Responsible Disclosure

InfinityFree welcomes reports from third party security researchers and their help in making our products and services more secure.

How to send a report

If you would like to submit a bug report, please send the details to [email protected].

Bug Bounties

In case of valid vulnerabilities, we are happy to pay out an appropriate bounty. At this time, we do not have a formal bounty tier and rate list and determine bounty amounts on a case-by-case basis.

This may change in the future.

Scope

The following domains host software developed entirely by us and are fully in scope:

infinityfree.com
dash.infinityfree.com

The followwing domains host third party developed software. The infrastructure is within scope, but the applications themselves are not:

forum.infinityfree.com

The following sites are built and/or maintained by our supplier iFastNet. Please report any identified vulnerabilities to iFastNet.

Control panel domains: cpanel.infinityfree.com, cpanel.epizy.com, cpanel.rf.gd, etc.
Most services exposed through the control panel, unless explicitly defined as in-scope, e.g.:
- filemanager.ai
- scriptinstall.rocks
The hosting platform itself, such as vulnerabilities found in the web servers, FTP servers and database servers of the free hosting service.

Out of Scope Vulnerabilities

The following vulnerabilities are considered insignificant.
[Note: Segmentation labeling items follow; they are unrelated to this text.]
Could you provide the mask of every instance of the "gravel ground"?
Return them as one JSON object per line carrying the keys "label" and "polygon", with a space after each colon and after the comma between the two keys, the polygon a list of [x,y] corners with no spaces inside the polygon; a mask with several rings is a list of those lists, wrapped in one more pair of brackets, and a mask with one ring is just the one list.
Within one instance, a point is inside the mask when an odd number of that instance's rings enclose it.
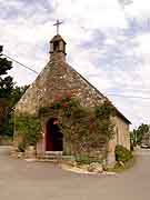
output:
{"label": "gravel ground", "polygon": [[0,147],[0,200],[143,200],[150,199],[150,150],[132,169],[116,176],[88,176],[49,162],[27,162]]}

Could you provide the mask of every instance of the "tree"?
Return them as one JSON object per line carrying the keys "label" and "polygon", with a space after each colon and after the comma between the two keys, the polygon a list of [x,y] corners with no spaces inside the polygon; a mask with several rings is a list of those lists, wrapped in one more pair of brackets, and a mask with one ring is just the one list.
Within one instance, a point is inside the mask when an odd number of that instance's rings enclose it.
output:
{"label": "tree", "polygon": [[9,101],[8,107],[8,113],[6,116],[6,120],[3,121],[2,128],[1,128],[1,136],[12,137],[13,136],[13,107],[16,103],[20,100],[22,94],[26,92],[29,86],[18,87],[14,86]]}

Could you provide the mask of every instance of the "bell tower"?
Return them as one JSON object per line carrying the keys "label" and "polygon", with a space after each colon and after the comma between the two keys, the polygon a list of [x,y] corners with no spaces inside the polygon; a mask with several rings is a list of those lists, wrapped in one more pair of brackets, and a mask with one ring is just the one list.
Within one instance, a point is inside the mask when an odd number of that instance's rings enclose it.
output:
{"label": "bell tower", "polygon": [[59,34],[59,24],[62,22],[59,22],[57,20],[57,23],[53,26],[57,26],[57,34],[51,39],[50,41],[50,60],[56,59],[62,59],[66,60],[66,41],[62,39],[62,37]]}

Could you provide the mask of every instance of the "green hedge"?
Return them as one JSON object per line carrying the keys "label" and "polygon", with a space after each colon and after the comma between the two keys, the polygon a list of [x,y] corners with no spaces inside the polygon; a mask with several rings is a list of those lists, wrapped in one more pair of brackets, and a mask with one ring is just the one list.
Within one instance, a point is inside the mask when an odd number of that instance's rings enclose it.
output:
{"label": "green hedge", "polygon": [[116,147],[116,161],[127,162],[133,158],[131,151],[122,146]]}

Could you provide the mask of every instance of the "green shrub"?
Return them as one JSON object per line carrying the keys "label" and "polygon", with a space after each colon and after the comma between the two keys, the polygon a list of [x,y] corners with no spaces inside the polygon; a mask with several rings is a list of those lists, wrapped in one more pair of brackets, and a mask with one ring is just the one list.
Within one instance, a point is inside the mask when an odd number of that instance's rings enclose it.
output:
{"label": "green shrub", "polygon": [[127,162],[133,158],[131,151],[122,146],[116,147],[116,160]]}

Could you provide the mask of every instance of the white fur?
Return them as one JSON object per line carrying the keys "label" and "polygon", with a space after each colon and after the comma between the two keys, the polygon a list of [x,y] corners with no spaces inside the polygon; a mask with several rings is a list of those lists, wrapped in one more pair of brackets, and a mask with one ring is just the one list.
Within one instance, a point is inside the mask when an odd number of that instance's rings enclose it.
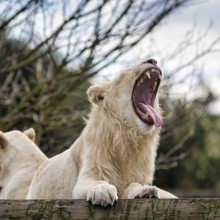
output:
{"label": "white fur", "polygon": [[34,130],[0,132],[0,199],[25,199],[35,171],[47,160]]}
{"label": "white fur", "polygon": [[[86,127],[70,149],[41,165],[28,199],[87,199],[106,206],[118,198],[174,197],[151,186],[160,129],[143,123],[131,103],[135,80],[151,66],[140,64],[88,89],[93,105]],[[160,114],[158,99],[155,106]]]}

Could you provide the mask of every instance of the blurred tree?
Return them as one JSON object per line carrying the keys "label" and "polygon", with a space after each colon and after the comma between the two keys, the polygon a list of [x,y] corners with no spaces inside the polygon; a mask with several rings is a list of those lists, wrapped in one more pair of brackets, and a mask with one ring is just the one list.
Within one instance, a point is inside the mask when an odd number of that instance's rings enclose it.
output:
{"label": "blurred tree", "polygon": [[[82,116],[86,116],[89,109],[85,91],[90,79],[122,57],[129,63],[129,57],[133,62],[138,62],[140,57],[152,56],[150,49],[142,49],[139,53],[141,56],[133,55],[133,50],[167,16],[196,2],[2,1],[0,130],[34,127],[37,142],[48,156],[62,152],[84,127]],[[190,59],[182,59],[185,62],[177,67],[166,67],[169,60],[179,57],[205,38],[207,32],[195,36],[194,30],[187,32],[176,49],[169,53],[165,51],[161,56],[161,68],[166,71],[161,92],[166,123],[162,131],[156,177],[159,185],[163,186],[192,185],[189,180],[195,173],[191,167],[198,167],[195,182],[203,181],[199,186],[210,186],[214,182],[219,184],[214,177],[208,183],[204,180],[204,176],[211,175],[212,163],[217,161],[213,156],[217,154],[210,153],[215,152],[216,148],[213,147],[211,151],[211,147],[207,149],[210,145],[207,143],[213,140],[210,137],[213,134],[207,136],[207,130],[219,124],[219,121],[204,117],[206,106],[212,99],[209,96],[206,103],[201,100],[191,102],[171,95],[173,85],[178,86],[192,76],[198,78],[195,62],[210,53],[219,38]],[[184,78],[176,77],[183,72]],[[179,81],[173,80],[176,78]],[[204,84],[201,86],[205,88]],[[210,155],[209,163],[204,159],[206,154]],[[178,169],[166,172],[178,163]],[[182,173],[181,177],[177,177],[179,170],[186,172],[188,178],[182,180]]]}

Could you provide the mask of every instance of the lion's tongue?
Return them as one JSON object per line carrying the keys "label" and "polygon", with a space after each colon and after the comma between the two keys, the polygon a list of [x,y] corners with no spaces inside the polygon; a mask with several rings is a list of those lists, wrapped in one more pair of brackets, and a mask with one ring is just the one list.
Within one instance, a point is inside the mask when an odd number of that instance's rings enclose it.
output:
{"label": "lion's tongue", "polygon": [[156,127],[160,127],[163,125],[162,118],[156,113],[154,108],[151,105],[145,105],[144,103],[138,103],[137,104],[138,108],[143,112],[143,113],[148,113],[150,118],[152,119],[153,123],[155,124]]}

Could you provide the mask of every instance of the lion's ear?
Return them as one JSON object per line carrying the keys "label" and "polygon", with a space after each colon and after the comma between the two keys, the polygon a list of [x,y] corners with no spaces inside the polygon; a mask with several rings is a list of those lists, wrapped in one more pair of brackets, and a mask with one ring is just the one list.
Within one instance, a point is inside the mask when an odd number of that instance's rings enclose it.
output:
{"label": "lion's ear", "polygon": [[5,134],[0,131],[0,149],[5,149],[8,145],[8,139]]}
{"label": "lion's ear", "polygon": [[91,86],[87,90],[89,101],[97,105],[100,104],[104,100],[107,90],[107,85]]}
{"label": "lion's ear", "polygon": [[33,128],[29,128],[23,132],[30,140],[35,141],[36,133]]}

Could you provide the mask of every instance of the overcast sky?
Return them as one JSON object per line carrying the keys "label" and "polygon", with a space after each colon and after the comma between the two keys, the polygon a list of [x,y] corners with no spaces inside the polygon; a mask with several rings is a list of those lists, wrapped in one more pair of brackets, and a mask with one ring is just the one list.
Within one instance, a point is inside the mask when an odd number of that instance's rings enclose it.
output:
{"label": "overcast sky", "polygon": [[[199,1],[198,1],[199,2]],[[203,32],[210,23],[212,26],[208,35],[203,41],[204,45],[209,45],[217,37],[220,37],[220,1],[204,0],[200,4],[182,8],[177,13],[172,14],[163,24],[158,32],[155,32],[157,43],[160,47],[175,44],[184,36],[187,30],[196,23],[197,31]],[[220,97],[220,44],[216,45],[219,52],[206,56],[201,62],[204,64],[204,80],[209,82],[210,88]],[[212,113],[220,114],[220,98],[210,108]]]}
{"label": "overcast sky", "polygon": [[[165,74],[166,70],[169,72],[170,70],[174,69],[173,67],[175,65],[179,65],[180,62],[184,62],[184,59],[187,60],[193,54],[195,54],[196,50],[197,52],[202,51],[203,48],[207,47],[211,42],[220,37],[220,0],[198,0],[198,3],[199,4],[195,4],[193,6],[183,7],[170,15],[163,21],[162,24],[160,24],[156,30],[153,31],[149,37],[147,37],[139,45],[140,51],[146,51],[149,47],[151,47],[153,39],[153,58],[156,58],[159,62],[159,65],[162,65],[164,68],[162,71],[165,72]],[[208,30],[207,35],[201,41],[201,43],[197,45],[198,48],[194,47],[186,51],[186,53],[182,54],[180,57],[176,56],[172,59],[169,59],[169,63],[161,64],[162,59],[160,58],[165,57],[166,54],[168,55],[170,52],[174,51],[174,48],[176,48],[178,43],[184,39],[186,32],[189,30],[194,30],[195,28],[195,35],[201,35],[206,32],[208,27],[210,27],[210,29]],[[215,48],[216,50],[218,49],[219,52],[207,55],[200,59],[199,62],[196,63],[196,66],[201,66],[203,72],[203,80],[208,82],[208,85],[212,91],[218,97],[220,97],[220,43],[218,43]],[[116,70],[120,72],[125,68],[126,65],[131,65],[134,57],[136,57],[135,53],[139,54],[140,52],[137,49],[136,52],[134,51],[130,54],[130,57],[126,55],[124,60],[127,61],[127,64],[125,63],[121,66],[115,65],[114,71]],[[103,75],[112,70],[112,67],[109,68],[110,70],[104,70]],[[179,74],[179,77],[180,75],[181,74]],[[184,72],[182,75],[184,76]],[[177,90],[174,88],[173,92],[179,92],[180,96],[188,96],[189,99],[193,95],[199,94],[199,90],[191,90],[189,92],[189,88],[190,85],[185,83],[182,84],[181,87],[178,85]],[[220,98],[218,98],[217,102],[210,106],[210,112],[214,114],[220,114]]]}

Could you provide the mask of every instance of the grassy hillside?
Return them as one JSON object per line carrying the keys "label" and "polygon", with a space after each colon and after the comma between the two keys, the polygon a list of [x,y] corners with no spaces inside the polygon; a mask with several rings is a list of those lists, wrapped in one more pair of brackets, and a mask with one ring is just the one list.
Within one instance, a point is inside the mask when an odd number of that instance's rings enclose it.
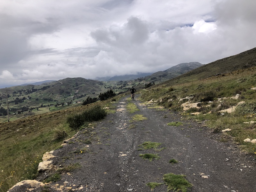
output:
{"label": "grassy hillside", "polygon": [[[77,131],[67,123],[68,118],[105,102],[27,116],[0,123],[0,191],[6,191],[19,181],[33,179],[38,164],[46,152],[61,147],[64,140]],[[109,110],[111,110],[111,106]],[[85,124],[83,128],[91,127]],[[91,134],[88,135],[88,139]]]}
{"label": "grassy hillside", "polygon": [[[256,121],[255,58],[254,48],[218,60],[144,89],[142,98],[203,122],[220,140],[256,155],[255,144],[244,141],[256,139],[256,123],[250,123]],[[188,103],[194,105],[184,110],[182,104]],[[221,111],[237,106],[231,113]],[[222,131],[227,128],[231,130]]]}
{"label": "grassy hillside", "polygon": [[[77,78],[67,78],[41,85],[9,87],[10,120],[80,106],[88,96],[97,98],[100,92],[115,88],[112,84]],[[117,93],[123,91],[116,86],[114,90]],[[0,108],[5,109],[7,108],[6,95],[6,89],[0,89]],[[0,122],[7,121],[7,113],[0,112]]]}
No bounties will be awarded for them.

Self-XSS that cannot be used to exploit other users
Verbose messages/files/directory listings without disclosing any sensitive information
CORS misconfiguration on non sensitive endpoints
Missing cookie flags on non sensitive cookies
Missing security headers which do not present an immediate security vulnerability
Cross-site Request Forgery with no or low impact
Presence of autocomplete attribute on web forms
Reverse tabnabbing
Bypassing rate-limits or the non-existence of rate-limits
Best practices violations (password complexity, expiration, re-use, etc.)
Clickjacking on pages without sensitive actions
CSV Injection
Host Header Injection
Sessions not being invalidated (logout, enabling 2FA, etc.)
Hyperlink injection/takeovers
Cross-domain referer leakage
Anything related to email spoofing, SPF, DMARC or DKIM
Content injection
Username / email enumeration
E-mail bombing
HTTP Request smuggling without any proven impact
Homograph attacks
XMLRPC enabled
Banner grabbing / Version disclosure
Open ports without an accompanying proof-of-concept demonstrating vulnerability
Weak SSL configurations and SSL/TLS scan reports
Not stripping metadata of images
Disclosing API keys without proven impact
Disclosing credentials without proven impact
Arbitrary file upload without proof of the existence of the uploaded file
Crashes due to malformed URL Schemes
Attacks requiring the usage of shared computers, man in the middle or compromised user accounts
Vulnerabilities that are limited to non-current browsers (older than 3 versions) will not be accepted
Attacks requiring unrealistic user interaction
Spam, social engineering and physical intrusion

Additionally, the following rules are true:

Known Vulnerabilities: In case that a reported vulnerability was already known to the company from their own tests, no bounties will be awarded.
Theoretical Vulnerabilities: Theoretical security issues with no realistic exploit scenario(s) or attack surfaces, or issues that would require complex end user interactions to be exploited, may be excluded.
DoS/DDoS attacks or brute force attacks: These attacks are strictly prohibited and will be reported to relevant law enforcement agencies.
Patching delay: Recently disclosed zero-day vulnerabilities in commercial products where no patch or a recent patch (< 2 weeks) is available. We need time to patch our systems just like everyone else - please give us 2 weeks before reporting these types of issues.

Rules of Engagement

Please clean up remnants of your testing and do not interfere with the normal operation of the site.
Please do NOT use automatic scanners. We cannot accept any submissions found by using automatic scanners.
Provide detailed but to-the point reproduction steps
Include a clear attack scenario, a step by step guide in the PoC is highly appreciated
Suggestions for mitigation are appreciated as well
Do not exploit the identified leak: only collect the information necessary to demonstrate its existence.
Do not change or delete any data or system settings.
Handle any found data in a responsible manner: if you can demonstrate that there is a security problem with a small portion, do not go any further.
Please do NOT publish/discuss bugs before they are fixed.
Remember: quality over quantity!

InfinityFree considers ethical hacking activities that follow these rules to be “authorized” conduct under criminal law. We will not pursue legal action as long as you comply by these rules, or in case of any accidental, good faith violations.